= Colin Brown (artist) =

British painter and collage artist

Colin Brown (born 1962) is a British painter and collage artist based in Stonehaven, Scotland.

Colin Brown was born in Dundee, Scotland, in 1962. He attended Duncan of Jordanstone College of Art (1982–1987), graduating with a B.A. Honours Degree in Fine Art (Painting) 1986 and Post-Graduate Diploma in Fine Art (Painting) 1987. Brown was awarded the 1987 John Kinross Scholarship by the Royal Scottish Academy, Edinburgh to study in Florence, Italy. In 1988 he established a studio in Glasgow and worked in Düsseldorf, Germany, for four years before settling in the northeast of Scotland. In 1996 he was the recipient of a Pollock-Krasner Award from the Pollock-Krasner Foundation, New York.

Brown has exhibited internationally with major solo exhibitions in Hanover, Germany (1998), London (2010), Singapore (2013) and Scotland (2019, 2021). Described by the Press and Journal as ‘Scotland’s most prominent collage artist,’ Brown developed a unique style of painting influenced by Scottish, European and North American traditions.

Whilst still a student at Duncan of Jordanstone College of Art, Dundee, Brown discovered the Dada ideal of ‘looking at society in fragments’. Brown's early art was influenced by Scottish figurative painters of the 1980s Steven Campbell, Joyce W Cairns, Ken Currie and German artists of the interwar period including Max Beckmann and Otto Dix.
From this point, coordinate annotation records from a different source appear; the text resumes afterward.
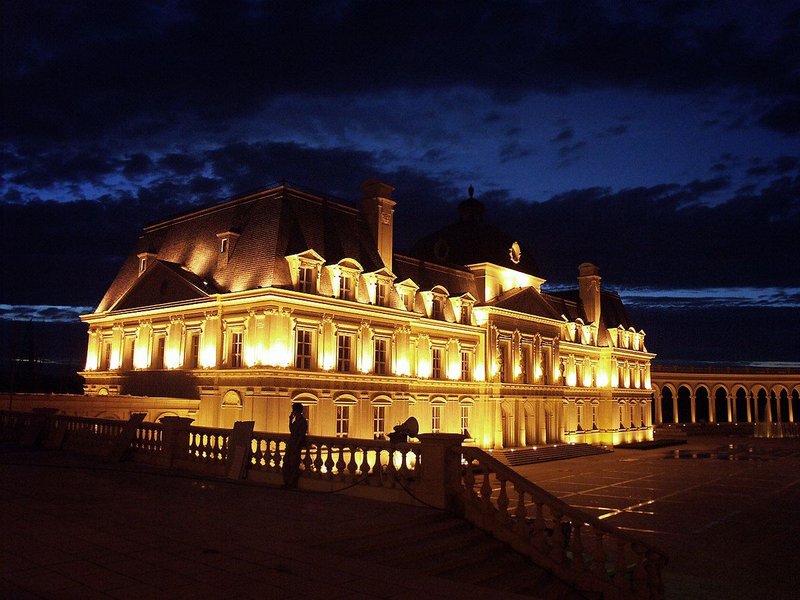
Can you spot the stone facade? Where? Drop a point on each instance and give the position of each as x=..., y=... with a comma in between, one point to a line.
x=285, y=296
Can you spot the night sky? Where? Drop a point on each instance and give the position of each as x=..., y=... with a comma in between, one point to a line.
x=659, y=140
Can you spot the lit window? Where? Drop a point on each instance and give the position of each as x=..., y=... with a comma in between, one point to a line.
x=342, y=421
x=303, y=349
x=378, y=422
x=380, y=357
x=466, y=370
x=466, y=313
x=380, y=294
x=465, y=410
x=194, y=350
x=436, y=418
x=306, y=280
x=344, y=345
x=436, y=366
x=159, y=362
x=437, y=310
x=236, y=349
x=345, y=287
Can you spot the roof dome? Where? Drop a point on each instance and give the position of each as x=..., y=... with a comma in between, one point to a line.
x=473, y=240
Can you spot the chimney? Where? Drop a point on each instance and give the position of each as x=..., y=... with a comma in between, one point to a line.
x=378, y=210
x=589, y=289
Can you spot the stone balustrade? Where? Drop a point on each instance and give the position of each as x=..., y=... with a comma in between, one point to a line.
x=572, y=544
x=438, y=471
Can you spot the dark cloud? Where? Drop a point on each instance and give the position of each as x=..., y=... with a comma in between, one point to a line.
x=75, y=69
x=514, y=151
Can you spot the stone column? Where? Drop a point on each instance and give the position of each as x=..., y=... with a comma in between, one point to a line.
x=175, y=439
x=659, y=414
x=440, y=469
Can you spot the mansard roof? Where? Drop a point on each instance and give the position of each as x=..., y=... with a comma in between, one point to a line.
x=426, y=275
x=272, y=224
x=472, y=240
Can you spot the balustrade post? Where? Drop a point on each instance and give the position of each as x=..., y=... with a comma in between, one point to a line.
x=175, y=439
x=440, y=469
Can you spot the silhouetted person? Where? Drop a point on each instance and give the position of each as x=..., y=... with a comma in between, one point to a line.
x=298, y=427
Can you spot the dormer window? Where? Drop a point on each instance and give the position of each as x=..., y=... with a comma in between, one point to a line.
x=306, y=280
x=145, y=260
x=346, y=287
x=304, y=268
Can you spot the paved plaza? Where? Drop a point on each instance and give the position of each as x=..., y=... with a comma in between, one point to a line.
x=725, y=510
x=728, y=517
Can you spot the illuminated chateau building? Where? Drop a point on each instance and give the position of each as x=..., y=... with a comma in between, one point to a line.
x=285, y=296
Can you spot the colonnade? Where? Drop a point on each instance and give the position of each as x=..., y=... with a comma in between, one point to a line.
x=745, y=395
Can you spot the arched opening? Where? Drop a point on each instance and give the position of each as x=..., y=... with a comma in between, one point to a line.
x=721, y=405
x=740, y=403
x=684, y=405
x=783, y=403
x=701, y=405
x=507, y=417
x=762, y=402
x=667, y=415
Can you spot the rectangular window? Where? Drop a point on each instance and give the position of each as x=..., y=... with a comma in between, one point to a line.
x=303, y=349
x=127, y=353
x=160, y=344
x=437, y=310
x=466, y=314
x=194, y=350
x=342, y=421
x=436, y=418
x=525, y=361
x=380, y=358
x=344, y=348
x=378, y=422
x=236, y=349
x=466, y=367
x=380, y=294
x=503, y=358
x=465, y=409
x=306, y=280
x=107, y=356
x=436, y=363
x=345, y=287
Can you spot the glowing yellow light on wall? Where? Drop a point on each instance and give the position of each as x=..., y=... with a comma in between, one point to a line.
x=172, y=358
x=602, y=379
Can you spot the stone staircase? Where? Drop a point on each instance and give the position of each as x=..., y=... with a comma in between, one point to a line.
x=529, y=455
x=445, y=546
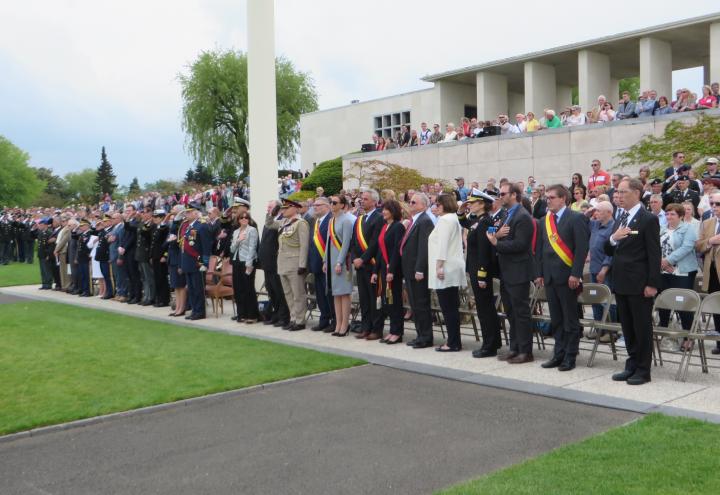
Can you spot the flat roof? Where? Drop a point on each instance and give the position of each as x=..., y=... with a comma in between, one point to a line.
x=690, y=40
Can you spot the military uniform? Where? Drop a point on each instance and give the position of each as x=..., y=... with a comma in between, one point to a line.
x=293, y=240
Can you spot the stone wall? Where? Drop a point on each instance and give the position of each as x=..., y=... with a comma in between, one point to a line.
x=550, y=156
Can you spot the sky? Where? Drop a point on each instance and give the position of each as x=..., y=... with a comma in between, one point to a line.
x=76, y=75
The gestural brushwork and impasto of American Abstract Expressionism and sculptural paint handling of German artist Anselm Kiefer also shaped the artist's approach. 'As a student, an abandoned jute factory became the ground for three-dimensional collage works and assemblage from architectural elements'.

The art historian and critic Duncan Macmillan described Brown's collage technique as ‘combining cut out fragments of printed matter with paint, drawing, and scraps of writing. He also abrades the surface. The end result is like a multi-layered wall where graffiti and layers of poster and notices have been put up, torn down, and weathered over years.’ Brown conveys the passage of time using a wide range of traditional media, industrial paints, and recycled materials, combined with drawn and painted marks, drips and spatters.‘It’s human history, evolution, and change- that is what the work is to me.’

In 2019, Brown's series of fifteen paintings 'A Love Letter to Europe' paid homage to specific European cities, with materials gathered from each urban environment. The human history of each city, cultural icons, art history, and musical references featured in this work was intended 'to celebrate' connection to Europe's ‘diverse cultures, languages, and traditions.’

Prior to the coronavirus lockdown in 2020 Brown began work on the series Altered Redouté, a homage to the work of 18th-century Belgian botanical artist Pierre-Joseph Redouté, marking a shift in his work from urban subject matter to the natural world. Interviewed by the Press and Journal newspaper in June 2020, Brown described this body of work 'In Bloom' as 'a conversation with an artist of a different time.' 'It felt really prescient that I'd gone from urban to nature as there was more focus on nature as everyone was stuck at home and travel was banned.' 'So nature... became quite an important part of the process.' In a feature article in the international collage magazine Kolaj in 2022, the art historian and critic Georgina Coburn described the 'shift in focus' in Brown's 'In Bloom' series, 'from urban, material culture, to the nature of culture itself and what nurtures us as humans, [as] pure Zeitgeist. Where once fragments of organic imagery were accents in the composition, here they are placed centre stage.'

Colin Brown's work has featured in publications including Collage: Assembling Contemporary Art, a major overview of international collage artists edited by Blanche Craig and Cutting Edges, a survey of contemporary collage, edited by James Gallagher and Robert Klanten. Brown's work can be seen in public collections including the Highland Regional Council, Scotland, Norddeutsche Landesbank, Hanover, Germany, Grampian Arts Trust, Scotland and Hibernian Football Club, Edinburgh.